The basement is cold and the air is copper; a fine mist of blood hangs in the air, turns the dust motes red where the light shines down. The monster paces; the monster is a little girl and her eyes are a green flash in the dark. The monster breathes next to me; the monster is the man I killed, in a different dream, a triumphant dream. The monster licks me roughly, horribly; the monster is the man who killed me.
I don’t have to tell you the whole story, or even the true story. When it’s my words the story is mine, and the story ends however and whenever I choose it.
I can do whatever I want to you. In my story I can destroy you, but only if I want to.
My story is imagery.
Listen.
A little girl stands in a doorway, her arms crossed over her chest. Protection. She is wearing her favorite green dress, her Only For Very Special-Days dress; light green and lacy, tiny flowers worked into the fabric, delicately. It is her best dress. When she wears it, she is a princess. Today, she is told, is Extra-Special. Today she has been given a Very Special Task, a task only a princess can perform.
A man sits on the edge of an unmade bed, his head in his hands.
A little girl sits at the end of a driveway. She has her head in her hands; her palms are bloody and gravel-raw, her corduroy pants are ripped at the knees. Her bike is sprawled in the grass, wheels all akimbo. A German Shepherd is padding down the driveways towards her. Cars pass by, slowly.
A man sits on the edge of a messy bed. His hand moves, only slightly. There is a heaviness to it. Click.

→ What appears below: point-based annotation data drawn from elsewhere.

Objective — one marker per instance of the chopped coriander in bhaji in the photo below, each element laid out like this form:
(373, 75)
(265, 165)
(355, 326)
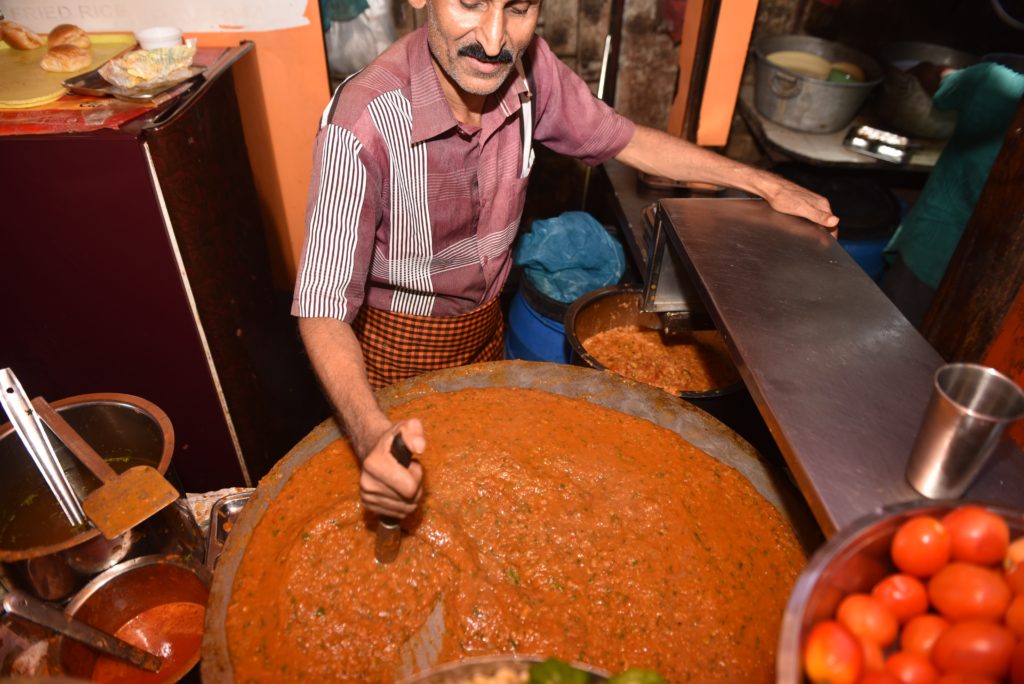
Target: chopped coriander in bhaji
(550, 526)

A little girl leaves her bedroom, a thoughtful look on her face. Last night she lay in bed, clutching Pumpkinhead, a bizarre knitted doll that she loves fiercely. She loves the scratchy orange doll even more than she loves her dog Lady. Last night she lay in bed with Pumpkinhead tucked neatly beside her, and dreamed she saw teenage girl sitting on the edge of her bed, her head in her hands. Something about the girl was haunting and familiar. The teenage girl shifted, and one of her arms dropped; it fell to rest awkwardly on her lap. The smell of blood, the smell of scraped palms, the smell of knees meeting concrete, an entire arm gone raw; something thin, shiny, delicate fell from the dream-girl’s other hand. The dream wasn’t a nightmare, not exactly. The girl wakes up clutching Pumpkinhead, and she carries him around all day, from room to room.
We end the way the fairy tale begins; once upon a time. After that the story is all mine. I’m not telling. This is me in control.